Pro-Taliban parties sweep regional Pakistan legislature

? A coalition of pro-Taliban religious parties swept the provincial legislature near the Afghan border, in the first solid results today in Pakistan’s election.

Campaigning on a strong anti-American platform that called for an end to Pakistan’s support for the U.S.-led war on terror in Afghanistan, the coalition of six hard-line parties had a clear majority in Pakistan’s North West Province legislature, according to the election commission.

For the first time since a 1999 coup, Pakistanis voted Thursday in elections the military government hailed as a historic return to democratic rule and the opposition denounced as a stage-managed sleight of hand to mask President Gen. Pervez Musharraf’s firm grip on power.
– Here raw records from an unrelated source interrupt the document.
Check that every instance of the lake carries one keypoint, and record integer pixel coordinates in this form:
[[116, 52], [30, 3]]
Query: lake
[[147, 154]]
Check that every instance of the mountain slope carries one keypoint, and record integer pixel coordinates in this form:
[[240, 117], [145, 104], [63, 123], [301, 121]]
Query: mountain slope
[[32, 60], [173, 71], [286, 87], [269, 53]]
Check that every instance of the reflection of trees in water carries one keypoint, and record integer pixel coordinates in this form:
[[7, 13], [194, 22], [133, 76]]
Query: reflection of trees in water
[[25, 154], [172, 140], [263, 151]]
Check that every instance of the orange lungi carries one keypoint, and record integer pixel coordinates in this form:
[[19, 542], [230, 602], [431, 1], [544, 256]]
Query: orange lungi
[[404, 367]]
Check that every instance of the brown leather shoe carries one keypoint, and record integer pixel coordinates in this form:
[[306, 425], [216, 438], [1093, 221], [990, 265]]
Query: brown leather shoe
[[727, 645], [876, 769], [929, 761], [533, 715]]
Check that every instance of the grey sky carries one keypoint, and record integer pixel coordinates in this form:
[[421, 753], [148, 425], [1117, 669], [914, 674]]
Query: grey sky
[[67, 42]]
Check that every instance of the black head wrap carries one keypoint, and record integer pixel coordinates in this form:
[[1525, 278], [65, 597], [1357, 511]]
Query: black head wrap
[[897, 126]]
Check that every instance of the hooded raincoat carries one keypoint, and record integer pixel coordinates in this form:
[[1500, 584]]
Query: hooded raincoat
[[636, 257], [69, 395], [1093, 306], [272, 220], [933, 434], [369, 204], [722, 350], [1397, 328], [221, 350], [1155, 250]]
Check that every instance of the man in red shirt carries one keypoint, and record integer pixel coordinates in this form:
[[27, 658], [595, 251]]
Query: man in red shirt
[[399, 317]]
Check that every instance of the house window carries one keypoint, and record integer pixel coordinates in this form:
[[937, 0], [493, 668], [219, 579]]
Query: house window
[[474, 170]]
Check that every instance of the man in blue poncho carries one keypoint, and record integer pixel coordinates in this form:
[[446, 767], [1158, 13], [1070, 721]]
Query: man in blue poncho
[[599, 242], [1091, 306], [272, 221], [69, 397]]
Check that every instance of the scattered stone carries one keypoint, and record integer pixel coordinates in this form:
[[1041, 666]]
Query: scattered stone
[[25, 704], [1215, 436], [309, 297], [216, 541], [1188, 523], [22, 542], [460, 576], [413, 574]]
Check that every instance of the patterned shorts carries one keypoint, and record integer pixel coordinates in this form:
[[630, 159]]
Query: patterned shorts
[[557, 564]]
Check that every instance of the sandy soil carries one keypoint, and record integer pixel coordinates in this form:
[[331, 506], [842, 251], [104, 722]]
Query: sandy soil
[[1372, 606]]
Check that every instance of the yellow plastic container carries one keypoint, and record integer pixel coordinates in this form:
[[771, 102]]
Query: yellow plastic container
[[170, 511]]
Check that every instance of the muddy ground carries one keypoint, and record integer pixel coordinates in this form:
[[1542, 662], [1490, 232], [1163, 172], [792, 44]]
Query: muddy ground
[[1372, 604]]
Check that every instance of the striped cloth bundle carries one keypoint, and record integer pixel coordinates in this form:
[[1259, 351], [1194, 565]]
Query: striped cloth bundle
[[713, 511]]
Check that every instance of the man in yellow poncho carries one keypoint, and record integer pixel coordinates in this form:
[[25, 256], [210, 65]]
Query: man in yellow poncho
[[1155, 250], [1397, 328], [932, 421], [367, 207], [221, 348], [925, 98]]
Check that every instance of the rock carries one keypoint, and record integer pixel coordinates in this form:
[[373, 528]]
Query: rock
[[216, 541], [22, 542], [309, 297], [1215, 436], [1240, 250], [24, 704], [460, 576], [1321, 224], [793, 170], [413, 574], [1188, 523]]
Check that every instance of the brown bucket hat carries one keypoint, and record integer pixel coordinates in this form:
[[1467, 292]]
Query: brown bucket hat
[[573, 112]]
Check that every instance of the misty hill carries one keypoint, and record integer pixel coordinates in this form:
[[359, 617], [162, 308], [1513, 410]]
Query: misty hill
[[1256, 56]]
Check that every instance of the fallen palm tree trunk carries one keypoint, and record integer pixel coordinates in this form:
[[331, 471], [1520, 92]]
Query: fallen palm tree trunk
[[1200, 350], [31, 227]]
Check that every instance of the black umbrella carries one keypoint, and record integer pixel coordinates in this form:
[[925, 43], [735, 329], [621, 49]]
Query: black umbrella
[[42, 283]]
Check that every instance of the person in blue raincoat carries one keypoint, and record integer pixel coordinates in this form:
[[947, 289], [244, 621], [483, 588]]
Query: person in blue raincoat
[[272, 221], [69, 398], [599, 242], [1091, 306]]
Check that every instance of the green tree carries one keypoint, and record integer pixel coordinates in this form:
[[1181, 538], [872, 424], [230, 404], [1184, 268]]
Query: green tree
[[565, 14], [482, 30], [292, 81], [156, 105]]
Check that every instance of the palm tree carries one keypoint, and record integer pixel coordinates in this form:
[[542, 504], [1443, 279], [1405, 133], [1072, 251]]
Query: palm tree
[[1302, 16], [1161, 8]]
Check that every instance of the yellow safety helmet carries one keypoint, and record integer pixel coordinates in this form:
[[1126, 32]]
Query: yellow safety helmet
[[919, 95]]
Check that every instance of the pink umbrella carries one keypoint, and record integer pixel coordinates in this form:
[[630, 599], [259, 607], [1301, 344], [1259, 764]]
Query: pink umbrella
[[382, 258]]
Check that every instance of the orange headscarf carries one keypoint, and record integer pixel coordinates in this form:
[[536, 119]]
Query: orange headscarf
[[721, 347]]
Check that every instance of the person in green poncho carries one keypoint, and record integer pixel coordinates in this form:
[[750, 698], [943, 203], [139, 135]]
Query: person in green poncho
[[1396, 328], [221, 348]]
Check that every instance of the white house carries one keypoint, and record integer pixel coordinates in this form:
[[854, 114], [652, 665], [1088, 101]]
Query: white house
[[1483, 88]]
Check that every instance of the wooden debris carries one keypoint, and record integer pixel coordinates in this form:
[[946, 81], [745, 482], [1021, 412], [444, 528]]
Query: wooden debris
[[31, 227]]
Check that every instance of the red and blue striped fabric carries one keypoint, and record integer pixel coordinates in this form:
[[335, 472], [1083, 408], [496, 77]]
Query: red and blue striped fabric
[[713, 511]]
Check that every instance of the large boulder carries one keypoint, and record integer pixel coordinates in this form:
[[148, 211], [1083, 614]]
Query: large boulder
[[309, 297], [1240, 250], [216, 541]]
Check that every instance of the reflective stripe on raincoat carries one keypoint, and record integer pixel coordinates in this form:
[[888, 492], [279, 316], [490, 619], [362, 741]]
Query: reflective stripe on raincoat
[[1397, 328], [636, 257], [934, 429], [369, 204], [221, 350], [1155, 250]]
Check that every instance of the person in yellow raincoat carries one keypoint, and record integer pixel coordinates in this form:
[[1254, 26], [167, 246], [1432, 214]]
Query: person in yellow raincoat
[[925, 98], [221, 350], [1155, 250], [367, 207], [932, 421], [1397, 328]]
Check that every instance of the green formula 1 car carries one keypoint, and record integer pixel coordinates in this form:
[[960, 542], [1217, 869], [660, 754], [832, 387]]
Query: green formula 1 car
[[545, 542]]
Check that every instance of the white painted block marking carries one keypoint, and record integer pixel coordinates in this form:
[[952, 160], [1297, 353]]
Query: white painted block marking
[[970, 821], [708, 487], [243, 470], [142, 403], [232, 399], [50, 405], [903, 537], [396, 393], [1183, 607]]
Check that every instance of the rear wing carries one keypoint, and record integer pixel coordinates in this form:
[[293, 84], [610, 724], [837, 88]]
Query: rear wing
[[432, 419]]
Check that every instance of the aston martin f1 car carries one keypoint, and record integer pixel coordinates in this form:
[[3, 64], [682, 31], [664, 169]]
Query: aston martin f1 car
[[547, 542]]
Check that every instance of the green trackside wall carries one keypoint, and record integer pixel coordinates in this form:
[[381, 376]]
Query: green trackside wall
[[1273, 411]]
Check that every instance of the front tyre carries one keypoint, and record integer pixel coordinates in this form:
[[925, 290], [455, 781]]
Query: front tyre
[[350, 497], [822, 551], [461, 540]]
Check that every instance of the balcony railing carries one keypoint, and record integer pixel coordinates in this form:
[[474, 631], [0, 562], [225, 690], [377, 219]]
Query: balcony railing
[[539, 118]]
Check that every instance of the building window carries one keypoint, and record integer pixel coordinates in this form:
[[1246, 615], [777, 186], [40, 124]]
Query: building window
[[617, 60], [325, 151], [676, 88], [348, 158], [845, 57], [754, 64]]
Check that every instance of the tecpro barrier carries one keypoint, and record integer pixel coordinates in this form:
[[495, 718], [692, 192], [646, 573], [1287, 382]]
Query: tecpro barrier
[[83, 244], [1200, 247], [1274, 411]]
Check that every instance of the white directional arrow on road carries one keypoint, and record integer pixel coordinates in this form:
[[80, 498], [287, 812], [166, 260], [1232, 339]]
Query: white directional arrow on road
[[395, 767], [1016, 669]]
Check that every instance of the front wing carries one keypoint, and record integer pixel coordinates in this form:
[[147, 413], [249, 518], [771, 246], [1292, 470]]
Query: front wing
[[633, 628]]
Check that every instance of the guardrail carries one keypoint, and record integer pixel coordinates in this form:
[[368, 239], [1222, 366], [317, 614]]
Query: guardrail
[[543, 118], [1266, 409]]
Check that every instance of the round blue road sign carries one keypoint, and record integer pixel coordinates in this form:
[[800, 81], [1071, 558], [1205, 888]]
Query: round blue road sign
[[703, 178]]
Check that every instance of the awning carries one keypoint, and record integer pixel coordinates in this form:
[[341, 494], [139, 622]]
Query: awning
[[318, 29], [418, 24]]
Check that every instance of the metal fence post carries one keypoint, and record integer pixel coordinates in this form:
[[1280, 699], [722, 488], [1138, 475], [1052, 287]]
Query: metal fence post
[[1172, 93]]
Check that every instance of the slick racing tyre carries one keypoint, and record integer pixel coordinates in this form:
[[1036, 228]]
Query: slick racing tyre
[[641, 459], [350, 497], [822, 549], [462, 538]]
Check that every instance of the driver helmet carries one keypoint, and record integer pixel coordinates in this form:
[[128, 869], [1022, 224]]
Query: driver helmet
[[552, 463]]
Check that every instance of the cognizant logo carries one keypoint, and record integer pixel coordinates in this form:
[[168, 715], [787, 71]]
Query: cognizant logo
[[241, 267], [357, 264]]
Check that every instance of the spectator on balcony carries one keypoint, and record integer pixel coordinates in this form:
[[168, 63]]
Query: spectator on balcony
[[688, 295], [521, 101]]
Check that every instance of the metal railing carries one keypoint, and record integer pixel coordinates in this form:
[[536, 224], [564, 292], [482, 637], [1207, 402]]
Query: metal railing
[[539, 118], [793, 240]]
Sporadic violence Thursday left seven people dead, a bloody but common dose of Pakistan’s rough-and-tumble politics. Turnout was projected to be low, hurt in part by a series of decrees that kept the country’s best-known political players on the sideline, and by self-declared constitutional changes that have assured Musharraf ultimate control of Pakistan’s fate.

Musharraf an important U.S. ally in the war on terrorism has created a military-controlled National Security Council that will handle all national policy decisions. He has also granted himself the power to fire the prime minister and dissolve parliament, rendering the vote little more than window-dressing for continued military rule.

The religious parties were also doing better than expected in the southern port city of Karachi and in the southern part of Punjab province amid a strong undercurrent of resentment over the U.S. war in Afghanistan.

Nearly 100 parties were contesting the elections for a new parliament, prime minister and four regional legislatures.